Os acontecimentos recentes só pioram uma situação que já não era boa. No Planalto é claro que as falas de Paulo Guedes e as acusações do ministro acabaram com qualquer capacidade de diálogo entre ele e os parlamentares.
O mau humor do Congresso com o ministro da Economia não arrefeceu e só tem piorado. Por mais de uma vez Guedes culpou os parlamentares pelo desenho de um Orçamento que reduziu a previsão de despesas obrigatórias para aumentar o valor para emendas. O texto final, de acordo com especialistas, tornou-se inexequível e pode levar o presidente a crime de responsabilidade se assiná-lo.
A tentativa do ministro de retirar a culpa da equipe econômica pegou mal no Congresso e é um dos principais pontos de tensão nessa negociação.
“O governo acompanhou toda a construção do Orçamento, participou com seus técnicos na comissão mista, houve os acordos que tinham que ser feitos com base, com oposição e etc, e foi aprovado. Se tivesse algum questionamento, esse questionamento deveria ter sido feito antes de ir ao plenário”, disse à Reuters a fonte do Congresso que acompanha as negociações.
“Todos os parlamentares votaram achando que estava tudo ok, segundo o governo.
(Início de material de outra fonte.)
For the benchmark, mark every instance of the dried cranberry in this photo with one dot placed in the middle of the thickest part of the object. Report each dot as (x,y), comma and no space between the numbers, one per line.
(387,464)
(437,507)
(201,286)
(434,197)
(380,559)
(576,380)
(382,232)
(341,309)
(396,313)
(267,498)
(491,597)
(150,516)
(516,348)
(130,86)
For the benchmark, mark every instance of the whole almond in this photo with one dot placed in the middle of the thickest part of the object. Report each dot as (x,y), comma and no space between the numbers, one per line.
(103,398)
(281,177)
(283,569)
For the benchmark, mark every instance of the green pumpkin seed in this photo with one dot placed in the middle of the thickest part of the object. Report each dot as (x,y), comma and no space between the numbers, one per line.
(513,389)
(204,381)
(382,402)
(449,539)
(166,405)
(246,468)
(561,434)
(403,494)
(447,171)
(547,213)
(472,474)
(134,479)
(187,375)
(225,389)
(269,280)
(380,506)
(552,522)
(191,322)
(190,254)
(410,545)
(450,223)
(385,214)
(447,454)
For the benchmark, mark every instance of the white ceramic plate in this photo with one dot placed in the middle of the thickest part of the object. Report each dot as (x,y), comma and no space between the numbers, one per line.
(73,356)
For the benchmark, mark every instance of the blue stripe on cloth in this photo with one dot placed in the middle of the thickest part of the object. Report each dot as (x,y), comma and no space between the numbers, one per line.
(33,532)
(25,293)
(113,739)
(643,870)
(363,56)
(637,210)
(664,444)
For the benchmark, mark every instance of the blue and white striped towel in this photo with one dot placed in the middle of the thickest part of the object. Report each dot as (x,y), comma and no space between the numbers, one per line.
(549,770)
Depois de aprovado, vem o Paulo Guedes e muda a conversa”, acrescentou essa fonte.
Na tarde desta sexta, os ministros palacianos iriam se reunir mais uma vez com Bolsonaro e Guedes para tentar chegar a um desenho, mas já com a consciência que as cartas mudaram.
“É uma situação muito difícil e o governo pode ter que pagar um preço alto para tentar apaziguar isso”, disse a fonte do Executivo.
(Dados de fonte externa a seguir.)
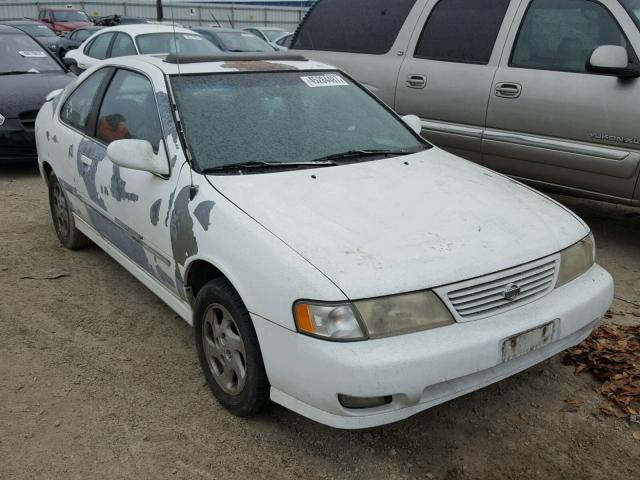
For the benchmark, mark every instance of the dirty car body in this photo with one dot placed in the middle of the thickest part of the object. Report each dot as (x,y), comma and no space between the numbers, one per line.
(379,282)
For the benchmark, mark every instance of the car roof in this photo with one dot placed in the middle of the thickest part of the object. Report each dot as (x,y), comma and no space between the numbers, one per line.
(144,28)
(91,28)
(218,30)
(223,62)
(10,29)
(22,22)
Em 2007, Bolsonaro defendeu decisão do Supremo para obrigar Câmara a abrir CPI
Quando era deputado federal, Jair Bolsonaro defendeu, em 2007, a decisão do Supremo Tribunal Federal (STF) de obrigar a Câmara dos Deputados a instalar a CPI do Apagão. À época, Bolsonaro era o oposição e o governo estava sob o comando do então presidente Luiz Inácio Lula da Silva (PT).
“Eu espero que o Supremo tenha, apesar do que eu falei aqui, é o Supremo… Espero que tenha uma decisão lá voltada para a razoabilidade e deixe instalar a CPI”, disse Bolsonaro em entrevista à TV Câmara, veiculada em 2007.
A opinião do então deputado contrasta com o que disse nesta sexta-feira, 8, o presidente da República. Bolsonaro criticou o ministro do STF Luís Roberto Barroso por determinar a instalação da CPI da Covid para apurar a omissão do governo na condução da pandemia de coronavírus.
“Barroso, nós conhecemos seu passado, sua vida, como chegou ao Supremo Tribunal Federal, inclusive defendendo o terrorista Cesare Battisti (italiano extraditado em 2019, após ser condenado por homicídios em seu país). Use a sua caneta para boas ações, em defesa da vida e do povo brasileiro, e não para fazer politicalha dentro do Supremo”, disse o presidente, cobrando a abertura de impeachment contra ministros da Corte.
Em 2007, a CPI do Apagão pretendia investigar a crise no sistema aéreo brasileiro causada pelo acidente entre um Boeing da Gol (vôo 1907) e o jato Legacy, no qual morreram 154 pessoas. O então presidente da Casa, deputado Arlindo Chinaglia (PT-SP), se recusava a instalar a CPI para apurar fraudes nas empresas aéreas. Chinaglia chegou a enviar ao Supremo as informações solicitadas pelo então ministro Celso de Mello sobre as circunstâncias e as causas da não-instalação da CPI.
A oposição da época, composta por PSDB, PPS (atual Cidadania) e PFL (hoje DEM), entrou com recurso ao STF, na tentativa de abrir a CPI para investigar o caos no setor aéreo. A comissão só foi instalada após decisão do Judiciário.